Walden initially told police she carefully cared for the baby at the daycare, but the facility's director found video surveillance footage from inside the daycare of Walden smothering, swinging, and slapping the baby. 

The director called police.

"Staff members at agencies taking care of children, whether it's a daycare center or a school or summer camp, all should be vigilant and not only making sure that they're keeping themselves safe and out of trouble, but watching their colleagues and their coworkers," Adam Rosenberg, the executive director of the Baltimore Child Abuse Center, said. 

He says staff at childcare facilities have to keep a watchful eye on each other as well as the children. 

"This is a terrible incident and, you know, I think all of our hearts break and bleed for this family and now we have to think what can we do to prevent it from happening again," Rosenberg said. 

The daycare has had minor complaints in the past that were quickly addressed. 

The Maryland State Department of Education Division of Early Childhood Development found the building was 'not in good repairs,' and exceeded the maximum approved child capacity, among other violations. 

Most of which were addressed within two months. 

Daycare workers aren't required to have certifications or licenses to work at a facility.

A spokesman for the early childhood development division, Bill Reinhard, says the daycare never had any incidents involving children's safety. 

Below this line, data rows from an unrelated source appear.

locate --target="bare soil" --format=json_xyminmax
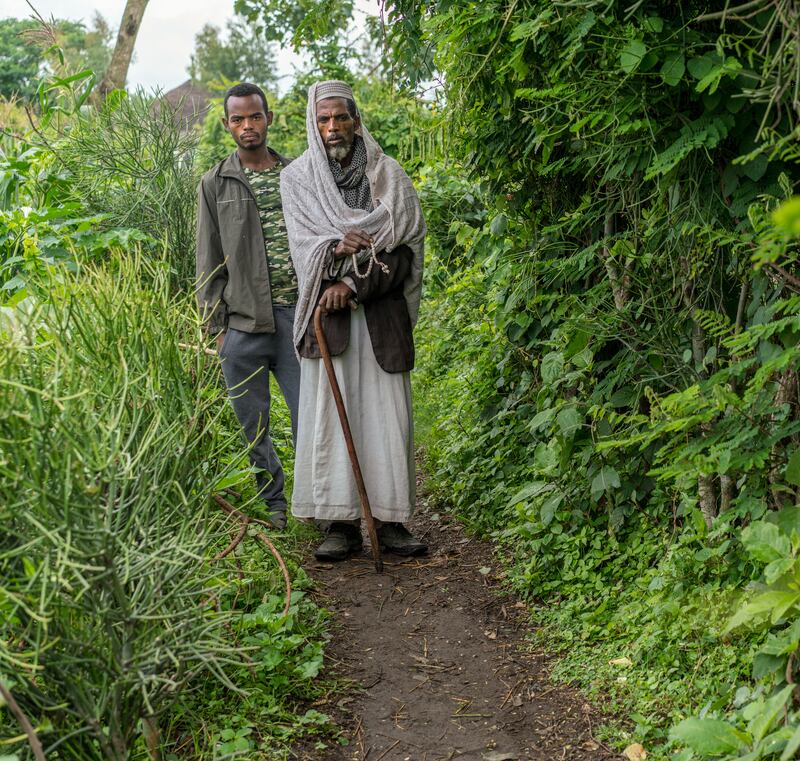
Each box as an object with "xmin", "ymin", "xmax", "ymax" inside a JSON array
[{"xmin": 297, "ymin": 486, "xmax": 619, "ymax": 761}]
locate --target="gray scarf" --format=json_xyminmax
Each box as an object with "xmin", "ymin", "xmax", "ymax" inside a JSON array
[{"xmin": 328, "ymin": 135, "xmax": 373, "ymax": 211}]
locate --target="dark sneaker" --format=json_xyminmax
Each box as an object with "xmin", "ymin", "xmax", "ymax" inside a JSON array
[
  {"xmin": 267, "ymin": 510, "xmax": 286, "ymax": 531},
  {"xmin": 314, "ymin": 522, "xmax": 363, "ymax": 560},
  {"xmin": 378, "ymin": 523, "xmax": 428, "ymax": 555}
]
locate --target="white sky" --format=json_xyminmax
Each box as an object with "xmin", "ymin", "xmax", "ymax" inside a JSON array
[{"xmin": 0, "ymin": 0, "xmax": 377, "ymax": 90}]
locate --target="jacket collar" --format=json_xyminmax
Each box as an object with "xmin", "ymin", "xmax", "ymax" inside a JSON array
[{"xmin": 219, "ymin": 146, "xmax": 289, "ymax": 180}]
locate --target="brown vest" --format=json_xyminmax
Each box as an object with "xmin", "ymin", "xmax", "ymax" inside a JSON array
[{"xmin": 297, "ymin": 245, "xmax": 414, "ymax": 373}]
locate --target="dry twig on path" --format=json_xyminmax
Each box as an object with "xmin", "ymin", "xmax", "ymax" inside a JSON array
[{"xmin": 214, "ymin": 494, "xmax": 292, "ymax": 616}]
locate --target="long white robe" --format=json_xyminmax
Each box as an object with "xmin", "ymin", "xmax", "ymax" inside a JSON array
[{"xmin": 292, "ymin": 307, "xmax": 416, "ymax": 522}]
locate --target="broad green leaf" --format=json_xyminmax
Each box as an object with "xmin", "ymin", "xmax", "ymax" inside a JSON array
[
  {"xmin": 725, "ymin": 591, "xmax": 800, "ymax": 633},
  {"xmin": 747, "ymin": 684, "xmax": 794, "ymax": 742},
  {"xmin": 687, "ymin": 55, "xmax": 714, "ymax": 79},
  {"xmin": 764, "ymin": 558, "xmax": 797, "ymax": 584},
  {"xmin": 767, "ymin": 505, "xmax": 800, "ymax": 537},
  {"xmin": 508, "ymin": 481, "xmax": 555, "ymax": 507},
  {"xmin": 489, "ymin": 214, "xmax": 508, "ymax": 238},
  {"xmin": 780, "ymin": 726, "xmax": 800, "ymax": 761},
  {"xmin": 642, "ymin": 16, "xmax": 664, "ymax": 34},
  {"xmin": 619, "ymin": 40, "xmax": 647, "ymax": 74},
  {"xmin": 542, "ymin": 351, "xmax": 564, "ymax": 385},
  {"xmin": 661, "ymin": 51, "xmax": 686, "ymax": 87},
  {"xmin": 786, "ymin": 448, "xmax": 800, "ymax": 486},
  {"xmin": 528, "ymin": 407, "xmax": 556, "ymax": 432},
  {"xmin": 742, "ymin": 521, "xmax": 792, "ymax": 563},
  {"xmin": 556, "ymin": 407, "xmax": 583, "ymax": 438},
  {"xmin": 669, "ymin": 716, "xmax": 745, "ymax": 756},
  {"xmin": 592, "ymin": 465, "xmax": 620, "ymax": 502},
  {"xmin": 539, "ymin": 492, "xmax": 564, "ymax": 526}
]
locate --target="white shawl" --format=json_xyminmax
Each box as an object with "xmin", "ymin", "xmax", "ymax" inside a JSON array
[{"xmin": 281, "ymin": 84, "xmax": 425, "ymax": 346}]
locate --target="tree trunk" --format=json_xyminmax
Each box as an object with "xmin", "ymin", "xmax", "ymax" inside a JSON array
[
  {"xmin": 769, "ymin": 369, "xmax": 797, "ymax": 510},
  {"xmin": 681, "ymin": 258, "xmax": 718, "ymax": 529},
  {"xmin": 600, "ymin": 208, "xmax": 630, "ymax": 309},
  {"xmin": 97, "ymin": 0, "xmax": 148, "ymax": 100}
]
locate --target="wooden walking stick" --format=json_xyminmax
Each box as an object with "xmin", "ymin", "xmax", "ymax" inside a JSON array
[{"xmin": 314, "ymin": 307, "xmax": 383, "ymax": 573}]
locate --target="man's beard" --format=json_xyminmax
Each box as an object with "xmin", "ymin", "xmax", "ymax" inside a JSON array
[
  {"xmin": 325, "ymin": 141, "xmax": 353, "ymax": 163},
  {"xmin": 238, "ymin": 133, "xmax": 267, "ymax": 151}
]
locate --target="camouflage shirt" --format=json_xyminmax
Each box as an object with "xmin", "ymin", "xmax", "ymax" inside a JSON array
[{"xmin": 242, "ymin": 164, "xmax": 297, "ymax": 306}]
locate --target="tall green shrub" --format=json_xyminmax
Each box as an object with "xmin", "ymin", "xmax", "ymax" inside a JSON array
[{"xmin": 0, "ymin": 255, "xmax": 239, "ymax": 761}]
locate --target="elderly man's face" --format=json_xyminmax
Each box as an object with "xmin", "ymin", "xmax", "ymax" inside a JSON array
[{"xmin": 317, "ymin": 98, "xmax": 361, "ymax": 163}]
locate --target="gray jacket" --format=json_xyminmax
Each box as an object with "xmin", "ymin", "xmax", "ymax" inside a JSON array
[{"xmin": 197, "ymin": 148, "xmax": 289, "ymax": 333}]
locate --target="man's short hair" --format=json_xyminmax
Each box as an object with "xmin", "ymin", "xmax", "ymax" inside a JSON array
[{"xmin": 222, "ymin": 82, "xmax": 270, "ymax": 119}]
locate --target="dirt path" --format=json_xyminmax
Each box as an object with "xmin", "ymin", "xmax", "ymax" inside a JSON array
[{"xmin": 300, "ymin": 486, "xmax": 619, "ymax": 761}]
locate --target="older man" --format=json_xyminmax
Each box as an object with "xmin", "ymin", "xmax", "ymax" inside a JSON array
[{"xmin": 281, "ymin": 81, "xmax": 427, "ymax": 560}]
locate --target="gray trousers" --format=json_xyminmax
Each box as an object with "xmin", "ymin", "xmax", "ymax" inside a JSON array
[{"xmin": 219, "ymin": 306, "xmax": 300, "ymax": 512}]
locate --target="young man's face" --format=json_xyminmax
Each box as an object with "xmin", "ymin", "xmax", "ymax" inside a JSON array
[
  {"xmin": 222, "ymin": 95, "xmax": 272, "ymax": 151},
  {"xmin": 317, "ymin": 98, "xmax": 361, "ymax": 161}
]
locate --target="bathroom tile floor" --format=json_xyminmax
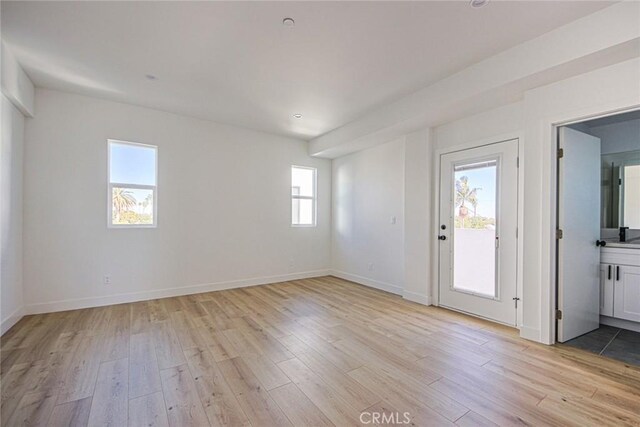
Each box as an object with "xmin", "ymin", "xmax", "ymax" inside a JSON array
[{"xmin": 565, "ymin": 325, "xmax": 640, "ymax": 366}]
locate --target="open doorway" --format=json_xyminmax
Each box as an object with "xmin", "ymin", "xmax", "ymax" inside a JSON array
[{"xmin": 556, "ymin": 111, "xmax": 640, "ymax": 365}]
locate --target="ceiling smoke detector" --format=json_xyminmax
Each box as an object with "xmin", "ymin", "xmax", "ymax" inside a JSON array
[{"xmin": 469, "ymin": 0, "xmax": 489, "ymax": 7}]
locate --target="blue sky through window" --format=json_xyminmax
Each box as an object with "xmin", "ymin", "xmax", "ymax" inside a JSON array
[
  {"xmin": 109, "ymin": 142, "xmax": 156, "ymax": 185},
  {"xmin": 455, "ymin": 166, "xmax": 496, "ymax": 218}
]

He added the division sent a team to the daycare and suspended its license indefinitely. 

The director will have to file an appeal with a judge before the daycare can open.

Walden's record was clean -- even having a biography on the daycare's website where she's claiming 'babies love her as much as she loves them.'

Now she's behind bars.

"Just evil. I mean what motive could you possibly have for an eight-month-old baby to treat a baby that way. There is no motive that can explain something like this," Branford said. 

The Bowman family released a statement:

"Our family is suffering tremendous pain and wishes to grieve in private.  Our hearts are broken.  No family should ever have to experience the loss of a child under any circumstances.  We await further information from the unfolding investigation."

Police believe Walden acted alone and was the only person arrested. 

She's charged with murder, assault, and child abuse all to the first and second degrees.